Nel discorso, da una parte emerge un consiglio a essere prudenti che è anche la qualità riconosciuta da tutti al conte; ma dall’altra, il poeta presenta il suo discorso come vigliaccheria, e Riccardo stesso come un corruttore dei soldati, i quali avrebbero dovuto consigliare allo Svevo di togliere l’assedio prima che la malattia, peggiorasse impedendogli di ritornare in Germania.

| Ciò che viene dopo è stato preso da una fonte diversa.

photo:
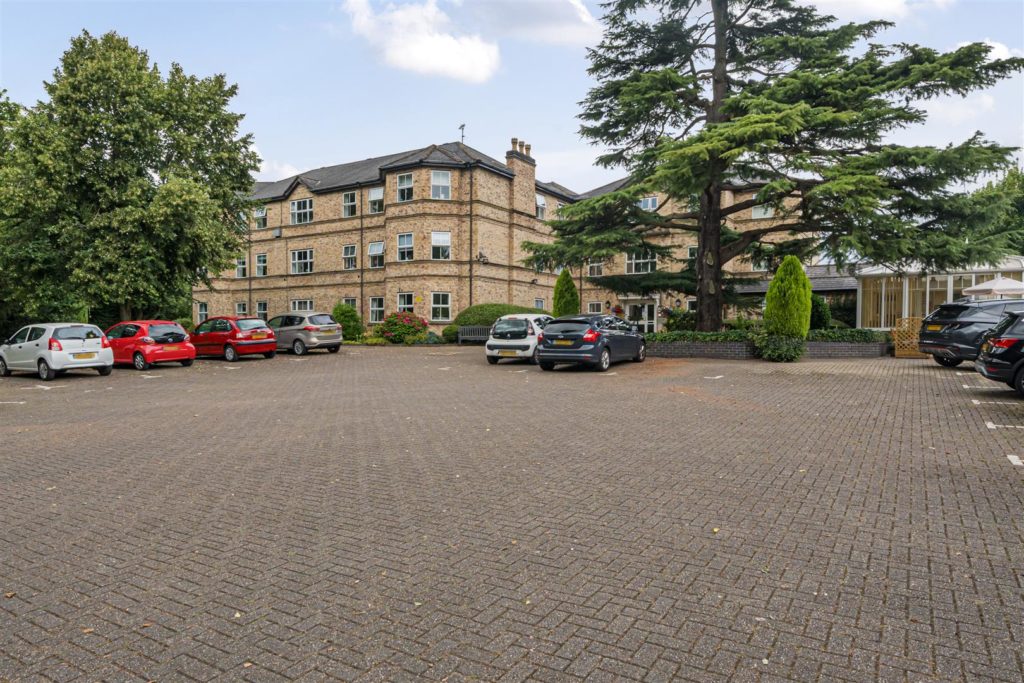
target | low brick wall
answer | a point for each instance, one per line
(744, 350)
(740, 350)
(846, 350)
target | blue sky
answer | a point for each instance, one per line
(323, 83)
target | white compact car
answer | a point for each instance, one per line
(514, 336)
(52, 348)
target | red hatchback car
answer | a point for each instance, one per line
(233, 337)
(142, 343)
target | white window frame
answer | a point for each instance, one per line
(301, 211)
(348, 207)
(636, 266)
(402, 249)
(349, 258)
(375, 195)
(439, 242)
(409, 306)
(433, 305)
(376, 312)
(440, 185)
(301, 266)
(375, 250)
(404, 187)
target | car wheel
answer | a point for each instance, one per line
(45, 372)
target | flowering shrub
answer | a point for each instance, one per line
(397, 327)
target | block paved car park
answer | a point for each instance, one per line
(416, 514)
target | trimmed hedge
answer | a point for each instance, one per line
(849, 336)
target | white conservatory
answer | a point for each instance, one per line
(884, 296)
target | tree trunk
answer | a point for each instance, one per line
(710, 299)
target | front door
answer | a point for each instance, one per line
(642, 315)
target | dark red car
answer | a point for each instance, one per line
(233, 337)
(142, 343)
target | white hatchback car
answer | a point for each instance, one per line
(53, 348)
(514, 336)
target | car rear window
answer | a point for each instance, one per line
(510, 326)
(569, 327)
(78, 332)
(158, 331)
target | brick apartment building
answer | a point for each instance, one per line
(431, 230)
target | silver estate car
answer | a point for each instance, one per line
(302, 332)
(52, 348)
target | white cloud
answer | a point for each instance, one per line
(999, 50)
(420, 37)
(273, 170)
(876, 9)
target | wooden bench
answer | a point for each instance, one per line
(473, 333)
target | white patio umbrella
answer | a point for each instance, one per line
(997, 287)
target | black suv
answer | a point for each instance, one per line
(953, 332)
(1001, 356)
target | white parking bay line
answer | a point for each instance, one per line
(992, 425)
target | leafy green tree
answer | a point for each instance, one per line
(125, 186)
(565, 300)
(787, 304)
(699, 97)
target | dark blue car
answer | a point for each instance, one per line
(591, 340)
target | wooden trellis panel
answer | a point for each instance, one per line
(905, 338)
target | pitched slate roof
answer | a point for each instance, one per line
(823, 279)
(370, 171)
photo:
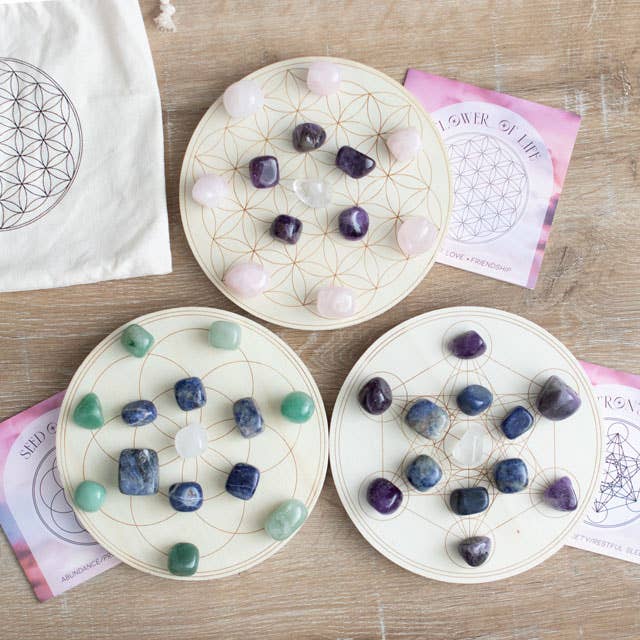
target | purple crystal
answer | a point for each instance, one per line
(308, 136)
(264, 172)
(475, 550)
(561, 496)
(557, 400)
(354, 163)
(468, 345)
(384, 496)
(286, 228)
(354, 223)
(375, 396)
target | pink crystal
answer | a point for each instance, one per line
(336, 302)
(404, 144)
(209, 190)
(416, 236)
(324, 77)
(243, 98)
(247, 279)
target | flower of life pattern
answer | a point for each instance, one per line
(368, 107)
(490, 185)
(40, 143)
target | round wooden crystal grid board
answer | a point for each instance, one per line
(368, 107)
(229, 532)
(423, 534)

In realtà, è pur vero che Re Tancredi, ha messo a disposizione di Riccardo d’Acerra somme ingenti per il consolidamento del suo potere sul regno normanno; ma sono denari serviti, da una parte, a rabbonire i baroni del feudo, in fermento a causa della successione dinastica al trono siciliano; dall’altra, alle spese contingenti legate ad armamenti e a creazioni di strutture difensive ad acta, necessarie per un impresa bellica tanto poderosa contro l’Imperatore. Pertanto, la sconfitta imperiale è dovuta alla capacità difensiva della città di Napoli, all’ingegno militare del conte acerrano e all’epidemia che ha colpito lo stesso imperatore; e non, invece, alla corruzione dei soldati imperiali, come vuol far credere il poeta.

 

Anche l’arcivescovo di Salerno, Niccolò d’Aiello, che per il poeta è presule solo di nome perché sta svolgendo un ruolo, quello militare, che non gli appartiene, fa la sua arringa ai difensori partenopei. Il poeta, fra le altre cose, fa dichiarare al d’Aiello, queste parole: <<Si sapitis cives, comes exeat, instet in armis: laus est pro domino succubuisse suo. Parcite parcendis electis parcite vestris,>> (“Se avete senno, o cittadini, esca il conte,  s’esponga lui in armi: motivo di lode, infatti l’essere morto per il proprio signore. Risparmiate chi risparmiar si deve, risparmiate i vostri uomini migliori”); (vv.498-500). Niccolò d’Aiello, quindi, rivolge lo stesso invito ai napoletani a non uscire dalle mura; e anche per l’arcivescovo il poeta ha parole di disprezzo: <<Puer actu>> (“Puerile nell’agire”); (v.506). e rimprovera i cittadini di Napoli <<Pecudes…alieno>>; cioè, di farsi consigliare da uno “straniero” (“alieno”) (v.508), che non è granché come pastore di anime. Infatti, il d’Aiello per i napoletani è uno straniero, poiché è arcivescovo di Salerno, e solo motivi politi lo trattengono a Napoli: salvaguardare la dinastia normanna sul regno di Sicilia, di cui suo padre Matteo è cancelliere. Questa è la situazione bellica sotto le mura di Napoli, poco prima che Enrico VI, togliesse l’assedio.

 

Ricordo ai lettori che la traduzione dal latino è del prof. Carlo Manzione, dal libro “De rebus siculis carmen ad honorem Augustia cura di Mariano Pastore;  mentre l’articolo è tratto dal libro dell’autore: <<Pietro da Eboli, Vate latino della letteratura italiana>>, de “L’Aurore edizioni”.